Normality of residual term

Elizabete Lurie

Join Date: May 2015
Posts: 34

Normality of residual term

05 Jun 2015, 12:08

Hello! I run the skewness and kurtosis test as well as Shapiro-Wilk normality test and they both rejected my null hypothesis that my residuals are normal as shown below. I am a bit unsure how should I take this into consideration for my regression analysis? Thank you in advance!

Code:

  sktest Residuals

                    Skewness/Kurtosis tests for Normality
                                                         ------- joint ------
    Variable |    Obs   Pr(Skewness)   Pr(Kurtosis)  adj chi2(2)    Prob>chi2
-------------+---------------------------------------------------------------
   Residuals |   2.5e+03   0.0000         0.0000            .              .

. swilk Residuals

                   Shapiro-Wilk W test for normal data

    Variable |    Obs       W           V         z       Prob>z
-------------+--------------------------------------------------
   Residuals |   2477    0.61306    557.318    16.209    0.00000

Tags: None

Clyde Schechter

Join Date: Apr 2014

Posts: 29847
#2

05 Jun 2015, 12:22

At the risk of being glib, I would just ignore them. (Actually, I wouldn't have done them in the first place.) The basic theory of inference from linear regression is based on the assumption that the residuals are normally distributed. But in fact there is a vast literature establishing that the inferences are pretty robust to violations of that assumption in a wide variety of circumstances. In particular, the tests you have done are very sensitive at picking up departures from normality that are too small to really matter in terms of invalidating inferences from regression. Why don't you run -qnorm Residuals- and see whether the graph suggests a substantial departure from normality. That's a far less sensitive test of normality, but it works much better as an indicator of whether you need to worry about it.
Comment
Elizabete Lurie

Join Date: May 2015

Posts: 34
#3

05 Jun 2015, 12:44

Thanks a lot! What would be a good rule of thumb for assuming that you should not have to worry about your residuals? for me the deviations do not seem that drastic, but not sure if that is really the case. Thanks you in advance!

1 Photo
Comment
Clyde Schechter

Join Date: Apr 2014

Posts: 29847
#4

05 Jun 2015, 13:29

Well, my reaction to that graph is that it's a pretty substantial departure from normality. The residuals don't seem to reach down into the lower range of values nearly as much as a normal distribution would, for one thing. And the distribution looks pretty asymmetric. Now, you do have a decent sample size, and even with highly non-normal distributions, for some models inference will be good even in the face of severe non-normality.
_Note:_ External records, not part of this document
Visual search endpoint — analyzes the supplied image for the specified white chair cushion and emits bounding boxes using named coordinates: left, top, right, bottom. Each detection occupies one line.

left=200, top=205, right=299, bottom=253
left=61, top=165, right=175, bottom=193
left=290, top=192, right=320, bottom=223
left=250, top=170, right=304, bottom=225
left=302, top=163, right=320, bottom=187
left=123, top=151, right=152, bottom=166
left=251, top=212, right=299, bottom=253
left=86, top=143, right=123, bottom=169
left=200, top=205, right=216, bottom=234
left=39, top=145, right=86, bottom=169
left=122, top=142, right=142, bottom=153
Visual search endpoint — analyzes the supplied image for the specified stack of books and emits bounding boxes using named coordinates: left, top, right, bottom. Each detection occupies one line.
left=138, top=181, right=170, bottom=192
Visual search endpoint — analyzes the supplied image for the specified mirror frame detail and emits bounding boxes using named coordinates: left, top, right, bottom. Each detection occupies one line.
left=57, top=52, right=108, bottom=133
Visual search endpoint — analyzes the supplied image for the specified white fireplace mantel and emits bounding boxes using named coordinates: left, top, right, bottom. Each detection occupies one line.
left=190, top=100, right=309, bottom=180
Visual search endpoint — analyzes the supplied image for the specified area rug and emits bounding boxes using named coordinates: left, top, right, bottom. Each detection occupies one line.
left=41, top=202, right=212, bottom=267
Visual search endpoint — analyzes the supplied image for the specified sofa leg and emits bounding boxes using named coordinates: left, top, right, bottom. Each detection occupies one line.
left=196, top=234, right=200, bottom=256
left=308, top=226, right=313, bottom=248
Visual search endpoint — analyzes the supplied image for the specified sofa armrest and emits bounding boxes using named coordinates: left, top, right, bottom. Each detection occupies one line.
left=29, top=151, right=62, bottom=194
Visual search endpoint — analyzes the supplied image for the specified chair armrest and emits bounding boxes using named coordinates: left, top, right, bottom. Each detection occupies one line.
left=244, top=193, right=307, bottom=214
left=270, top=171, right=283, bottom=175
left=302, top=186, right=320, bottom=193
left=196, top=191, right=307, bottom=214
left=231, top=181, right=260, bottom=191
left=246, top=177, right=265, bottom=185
And inference may not even be important for your purposes. So, I think you need to describe your model in some detail and also tell us what your underlying research questions are (i.e. what are you trying to learn from your model) to get more specific advice on how to proceed from here.
Comment
Elizabete Lurie

Join Date: May 2015

Posts: 34
#5

05 Jun 2015, 13:44

Thanks! Well my regression is as follows:

[CODE] regress CR_POM Tech_Industry Int_CR_POM_Tech Size Profitability
/CODE]

Where the independent variables are:

1) CR_POM (dummy variable) measuring if a firm is close to a credit rating change or not
2) Tech_Industry (dummy variable) measuring if the firm is in Tech industry or not
3) Int_CR_POM_Tech is an interaction between CR_POM*Tech_Industry
4) Size and Profitability measure firm size and profitability and are control variables

Firstly, I am testing if firms that are close to a credit rating change decrease their investment spending in contrast to firms that are not close to a credit rating change. And secondly, I test if this effect will be more prominent in Tech_Industry, Namely, if firms in high Tech industries will decrease their investment spending more when close to a credit rating change in comparison to firms not in Tech industry. Thank you in advance!
Comment
Clyde Schechter

Join Date: Apr 2014

Posts: 29847
#6

05 Jun 2015, 14:02

A few thoughts:

1. The command you show doesn't seem to include a dependent variable: all of the variables in it you list as independent variables. Stata will take this command to use CR_POM as the independent variable. I'm going to assume, though, that you just typed the command incorrectly in your post and that an independent variable is actually in use.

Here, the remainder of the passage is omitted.